As for some super power getting them… I think we might be too economically interconnected for that sort of thing to work the same way. The real or perceived nuclear threat seems more localized - in the Indian Subcontinent, with North Korea, in the Mid. East, with an undeclared arsenal in Israel and Iran looking to maybe make their own (other countries, too, we just don’t talk about those). That doesn’t mean it couldn’t happen, but right now, I don’t see it as an organizing principle of global politics. The economy is, and the crisis in the middle east is. Those actors are, again, very local and regionalized compared to the Cold War era.


#15

I deliberately didn’t frame any of what I posted in terms of Mao, Stalin, etc. To me it isn’t really relevant to look at this question in the trope of Capitalism vs. Communism, but more as the struggle/competition between powers and interests which sometimes hots up into war as we usually think of it but is for the most part more like the abstract sense of a “Cold War”.

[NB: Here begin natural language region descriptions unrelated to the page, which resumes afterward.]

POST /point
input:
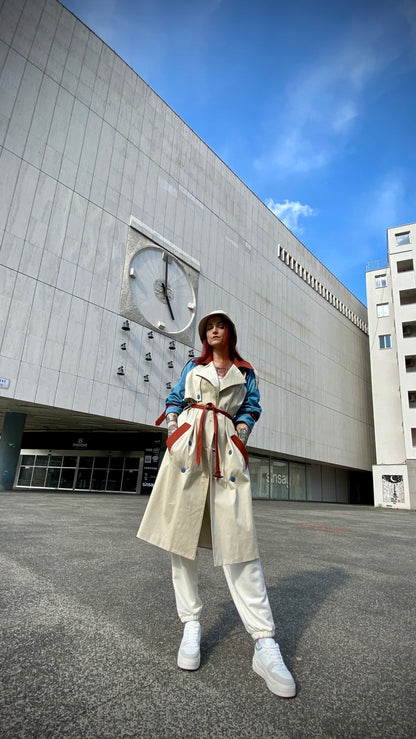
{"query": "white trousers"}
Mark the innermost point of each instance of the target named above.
(246, 584)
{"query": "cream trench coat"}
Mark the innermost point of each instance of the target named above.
(189, 506)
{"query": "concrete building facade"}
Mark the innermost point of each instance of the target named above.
(391, 293)
(104, 189)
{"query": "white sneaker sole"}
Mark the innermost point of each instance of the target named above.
(281, 687)
(188, 663)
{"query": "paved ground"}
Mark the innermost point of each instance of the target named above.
(89, 634)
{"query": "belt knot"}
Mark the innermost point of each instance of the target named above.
(209, 407)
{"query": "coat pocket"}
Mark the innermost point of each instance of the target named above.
(170, 441)
(241, 448)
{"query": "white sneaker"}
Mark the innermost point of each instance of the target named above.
(189, 656)
(268, 663)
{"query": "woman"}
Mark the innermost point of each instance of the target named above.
(202, 496)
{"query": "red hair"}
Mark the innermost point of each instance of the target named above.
(206, 356)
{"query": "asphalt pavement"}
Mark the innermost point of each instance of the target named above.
(89, 632)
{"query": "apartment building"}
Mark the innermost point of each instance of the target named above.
(391, 297)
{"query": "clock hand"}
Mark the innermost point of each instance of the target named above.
(165, 286)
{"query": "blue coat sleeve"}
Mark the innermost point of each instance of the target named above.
(250, 410)
(175, 400)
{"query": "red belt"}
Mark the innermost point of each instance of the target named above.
(204, 409)
(215, 410)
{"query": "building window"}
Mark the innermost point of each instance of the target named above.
(407, 297)
(382, 310)
(412, 398)
(403, 238)
(405, 265)
(410, 360)
(385, 341)
(409, 329)
(381, 280)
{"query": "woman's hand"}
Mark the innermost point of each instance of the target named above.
(243, 432)
(172, 422)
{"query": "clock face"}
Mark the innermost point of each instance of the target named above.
(162, 290)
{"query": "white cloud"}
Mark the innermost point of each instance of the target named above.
(290, 212)
(324, 101)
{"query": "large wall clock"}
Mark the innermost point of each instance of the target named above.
(159, 288)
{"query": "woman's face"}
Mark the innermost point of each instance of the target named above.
(216, 332)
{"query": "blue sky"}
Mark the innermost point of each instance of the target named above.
(311, 103)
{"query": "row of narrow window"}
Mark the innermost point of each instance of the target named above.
(305, 275)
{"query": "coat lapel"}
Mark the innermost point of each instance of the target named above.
(233, 376)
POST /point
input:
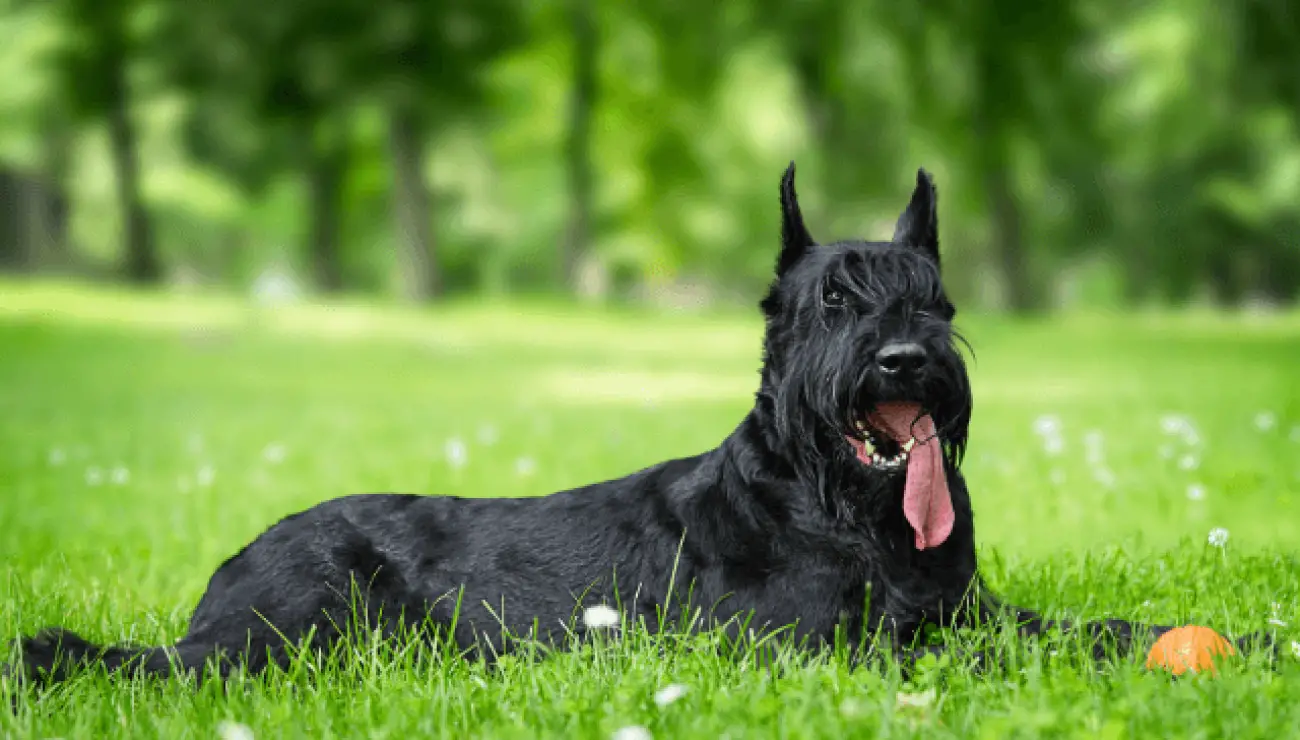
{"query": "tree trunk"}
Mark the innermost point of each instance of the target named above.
(326, 164)
(12, 233)
(55, 203)
(416, 256)
(142, 260)
(992, 145)
(577, 151)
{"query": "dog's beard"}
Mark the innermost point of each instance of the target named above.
(828, 416)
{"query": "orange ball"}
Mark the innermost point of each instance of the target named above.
(1188, 649)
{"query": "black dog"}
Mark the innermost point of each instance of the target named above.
(836, 506)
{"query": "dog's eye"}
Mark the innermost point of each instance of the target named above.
(832, 298)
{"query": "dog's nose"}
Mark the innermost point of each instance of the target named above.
(901, 359)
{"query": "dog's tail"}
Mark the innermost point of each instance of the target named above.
(55, 654)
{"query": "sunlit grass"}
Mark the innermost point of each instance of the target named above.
(143, 440)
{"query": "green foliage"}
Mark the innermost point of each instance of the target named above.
(206, 419)
(1155, 143)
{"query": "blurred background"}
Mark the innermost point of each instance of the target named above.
(1088, 152)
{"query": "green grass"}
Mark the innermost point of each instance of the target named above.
(144, 438)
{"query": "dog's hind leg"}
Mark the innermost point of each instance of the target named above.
(53, 654)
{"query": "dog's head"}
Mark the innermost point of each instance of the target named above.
(861, 359)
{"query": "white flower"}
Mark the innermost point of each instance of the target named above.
(234, 731)
(456, 453)
(632, 732)
(670, 693)
(525, 467)
(1047, 425)
(599, 617)
(1218, 537)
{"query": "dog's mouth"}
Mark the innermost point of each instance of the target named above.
(901, 437)
(878, 448)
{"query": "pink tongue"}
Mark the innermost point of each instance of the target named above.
(926, 501)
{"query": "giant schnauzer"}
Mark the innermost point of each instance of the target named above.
(836, 507)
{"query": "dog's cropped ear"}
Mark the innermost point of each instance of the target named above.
(918, 226)
(796, 239)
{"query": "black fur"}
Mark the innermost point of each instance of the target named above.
(779, 523)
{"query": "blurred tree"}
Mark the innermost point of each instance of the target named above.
(584, 96)
(92, 68)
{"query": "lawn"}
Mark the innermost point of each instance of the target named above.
(143, 438)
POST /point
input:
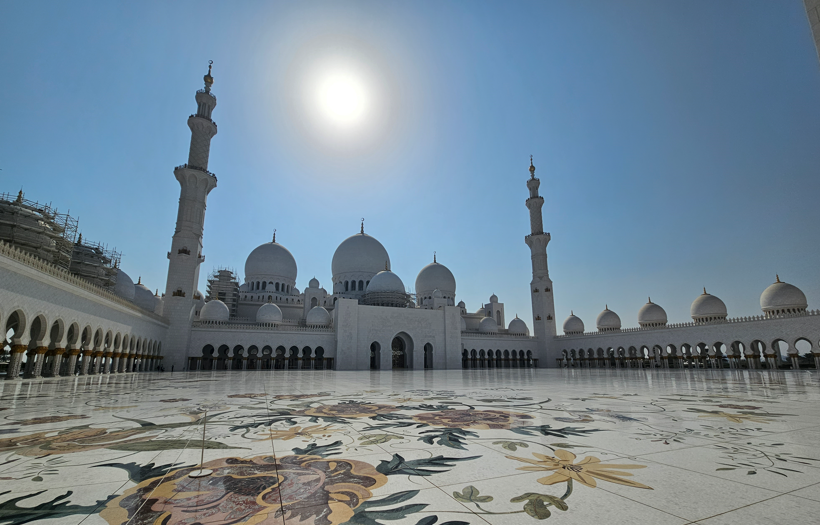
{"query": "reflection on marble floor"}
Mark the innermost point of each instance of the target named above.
(420, 448)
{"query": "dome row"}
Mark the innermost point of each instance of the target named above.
(778, 299)
(488, 325)
(216, 310)
(357, 254)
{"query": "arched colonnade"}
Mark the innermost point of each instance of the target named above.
(36, 345)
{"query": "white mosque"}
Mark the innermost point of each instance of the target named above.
(59, 322)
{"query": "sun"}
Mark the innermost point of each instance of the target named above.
(342, 98)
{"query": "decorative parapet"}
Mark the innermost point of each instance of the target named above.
(496, 335)
(240, 325)
(746, 319)
(34, 262)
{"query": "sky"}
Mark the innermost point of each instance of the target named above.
(676, 142)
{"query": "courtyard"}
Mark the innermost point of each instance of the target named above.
(496, 446)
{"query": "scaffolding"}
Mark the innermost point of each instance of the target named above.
(95, 262)
(224, 286)
(37, 228)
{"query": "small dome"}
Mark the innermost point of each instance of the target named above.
(608, 321)
(214, 310)
(707, 308)
(270, 260)
(573, 325)
(317, 316)
(385, 281)
(518, 327)
(488, 326)
(143, 297)
(651, 315)
(359, 253)
(268, 313)
(781, 298)
(124, 286)
(435, 276)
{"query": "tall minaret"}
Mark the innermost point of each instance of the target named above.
(186, 245)
(543, 306)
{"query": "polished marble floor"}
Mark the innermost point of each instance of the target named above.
(421, 448)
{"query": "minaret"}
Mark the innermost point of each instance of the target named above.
(543, 305)
(186, 245)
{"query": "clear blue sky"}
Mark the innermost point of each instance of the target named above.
(676, 142)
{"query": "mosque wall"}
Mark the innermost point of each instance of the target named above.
(59, 320)
(358, 327)
(700, 338)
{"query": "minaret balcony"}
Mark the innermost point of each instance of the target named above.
(205, 118)
(192, 167)
(206, 93)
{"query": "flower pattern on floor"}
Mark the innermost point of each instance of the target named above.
(414, 448)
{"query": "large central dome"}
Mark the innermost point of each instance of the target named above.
(359, 253)
(270, 260)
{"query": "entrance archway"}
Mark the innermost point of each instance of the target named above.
(375, 356)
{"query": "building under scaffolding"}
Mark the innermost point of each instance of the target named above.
(37, 229)
(223, 285)
(95, 262)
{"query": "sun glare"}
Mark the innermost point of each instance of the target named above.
(342, 98)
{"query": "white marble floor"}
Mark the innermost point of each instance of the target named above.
(418, 448)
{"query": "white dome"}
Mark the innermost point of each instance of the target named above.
(707, 308)
(435, 276)
(385, 281)
(143, 297)
(780, 297)
(268, 313)
(608, 320)
(359, 253)
(488, 326)
(573, 324)
(317, 316)
(214, 310)
(270, 260)
(124, 286)
(651, 314)
(519, 327)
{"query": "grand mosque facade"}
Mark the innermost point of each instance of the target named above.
(60, 324)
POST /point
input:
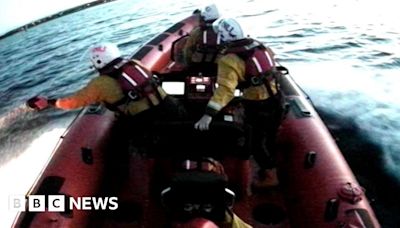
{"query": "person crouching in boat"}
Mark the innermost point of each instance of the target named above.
(201, 47)
(124, 86)
(198, 196)
(248, 65)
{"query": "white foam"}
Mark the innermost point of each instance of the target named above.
(18, 175)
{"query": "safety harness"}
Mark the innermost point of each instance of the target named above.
(135, 81)
(260, 65)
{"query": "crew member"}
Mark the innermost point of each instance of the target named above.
(249, 65)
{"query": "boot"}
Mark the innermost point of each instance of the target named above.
(267, 178)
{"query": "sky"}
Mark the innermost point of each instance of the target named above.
(16, 13)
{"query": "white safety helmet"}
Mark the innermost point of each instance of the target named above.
(229, 30)
(102, 54)
(210, 13)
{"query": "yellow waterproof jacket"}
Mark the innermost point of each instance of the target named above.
(231, 71)
(233, 221)
(105, 89)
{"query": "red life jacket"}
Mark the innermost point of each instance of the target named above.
(135, 81)
(260, 65)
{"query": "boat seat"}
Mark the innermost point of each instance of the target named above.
(195, 194)
(174, 142)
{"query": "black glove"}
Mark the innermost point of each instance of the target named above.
(39, 103)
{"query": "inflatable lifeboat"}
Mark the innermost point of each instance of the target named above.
(94, 180)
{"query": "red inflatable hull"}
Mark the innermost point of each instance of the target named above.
(318, 189)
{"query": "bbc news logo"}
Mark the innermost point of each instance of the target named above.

To put it back in my original framework, it doesn’t matter if those at the table are playing Texas Hold Em or Seven Card Stud, they are still playing poker.


#16

The hidden author of Putinism

In the 21st century, the techniques of the political technologists have become centralized and systematized, coordinated out of the office of the presidential administration, where Surkov would sit behind a desk with phones bearing the names of all the “independent” party leaders, calling and directing them at any moment, day or night. The brilliance of this new type of authoritarianism is that instead of simply oppressing opposition, as had been the case with 20th-century strains, it climbs inside all ideologies and movements, exploiting and rendering them absurd. One moment Surkov would fund civic forums and human-rights NGOs, the next he would quietly support nationalist movements that accuse the NGOs of being tools of the West. With a flourish he sponsored lavish arts festivals for the most provocative modern artists in Moscow, then supported Orthodox fundamentalists, dressed all in black and carrying crosses, who in turn attacked the modern-art exhibitions. The Kremlin’s idea is to own all forms of political discourse, to not let any independent movements develop outside of its walls. Its Moscow can feel like an oligarchy in the morning and a democracy in the afternoon, a monarchy for dinner and a totalitarian state by bedtime.


#17

Which I certainly agree with… but I’d also argue that we have more common interests with china now because of our interactions in the global economy. So, the struggle between powers continues, playing out more within a common market place, and I do think that’s distinct from the struggle during the Cold War proper, where much more division existed in terms of economic differences. The division between the first and second world were real and were distinct economic systems, more so than today. I’m certainly not arguing that there isn’t a power struggle, but I think it’s different.


#18

That looks really interesting! Thanks for the link.


#19

Don’t forget, Russia was buying American wheat during Cold War 1 :smiley: Remember also that the Pacific Fleet is part of a deterrence strategy with China as well.


#20

Of course! Prior to the Cold War! Interestingly, Hoover ran the program, and it was part of the reason he was elected president, because people thought he was a humanitarian. when the economy went south, a lot of people saw him as refusing to help Americans…

Sure… I still argue our interactions with China are fundamentally different.